2005 New Currents in Conserving Freshwater Systems
In the increasingly vital quest to build a sustainable economy, the conservation of freshwater systems and the biodiversity that depends on their ecological integrity is a paramount, but elusive, goal. Dedicated scientists and managers have worked for decades to improve the health of rivers, lakes, and wetlands, yet in most places the battle is being lost.
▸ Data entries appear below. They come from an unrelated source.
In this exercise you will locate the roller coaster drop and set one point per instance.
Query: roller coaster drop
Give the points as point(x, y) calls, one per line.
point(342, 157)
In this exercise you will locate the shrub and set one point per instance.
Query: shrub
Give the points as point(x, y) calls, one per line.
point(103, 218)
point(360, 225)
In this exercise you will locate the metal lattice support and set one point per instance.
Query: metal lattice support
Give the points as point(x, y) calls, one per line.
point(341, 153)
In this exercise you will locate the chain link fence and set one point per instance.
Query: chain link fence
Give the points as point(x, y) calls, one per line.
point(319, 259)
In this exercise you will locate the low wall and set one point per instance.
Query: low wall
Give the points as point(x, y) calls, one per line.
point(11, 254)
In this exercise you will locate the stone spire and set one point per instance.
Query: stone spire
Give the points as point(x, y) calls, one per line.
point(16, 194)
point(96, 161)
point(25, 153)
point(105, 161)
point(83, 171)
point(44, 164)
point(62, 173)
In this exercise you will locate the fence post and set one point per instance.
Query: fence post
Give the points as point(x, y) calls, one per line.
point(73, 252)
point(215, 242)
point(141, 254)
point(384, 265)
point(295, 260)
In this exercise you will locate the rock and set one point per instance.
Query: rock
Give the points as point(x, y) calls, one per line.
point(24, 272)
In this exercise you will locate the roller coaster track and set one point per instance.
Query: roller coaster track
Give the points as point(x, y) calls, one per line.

New Currents in Conserving Freshwater Systems provided a forum for scientists and conservation practitioners to highlight recent successful initiatives in freshwater conservation, to discuss cutting-edge ideas and tools, and to investigate how and where these innovations might be implemented on the ground. The symposium showcased projects that are rooted in the best available science, integrate scientific fields, and link science with other disciplines and highlighted initiatives from around the world that inform our ability to understand and protect the biota, processes, and habitats of aquatic ecosystems as well as to identify and mitigate threats.
The symposium was sponsored by the American Museum of Natural History's Center for Biodiversity and Conservation and the World Wildlife Fund, in collaboration with the U.S. Fish and Wildlife Service, National Park Service, and U.S. Geological Survey. Support from the symposium was provided by Daniel and Sheryl Tishman, the National Oceanic and Atmospheric Administration, and the Mack Lipkin Man and Nature Series. Additional support was provided by The Conservation Trust of the National Geographic Society, the American Society of Ichthyologists and Herpetologists, The Nature Conservancy, and the American Fisheries Society.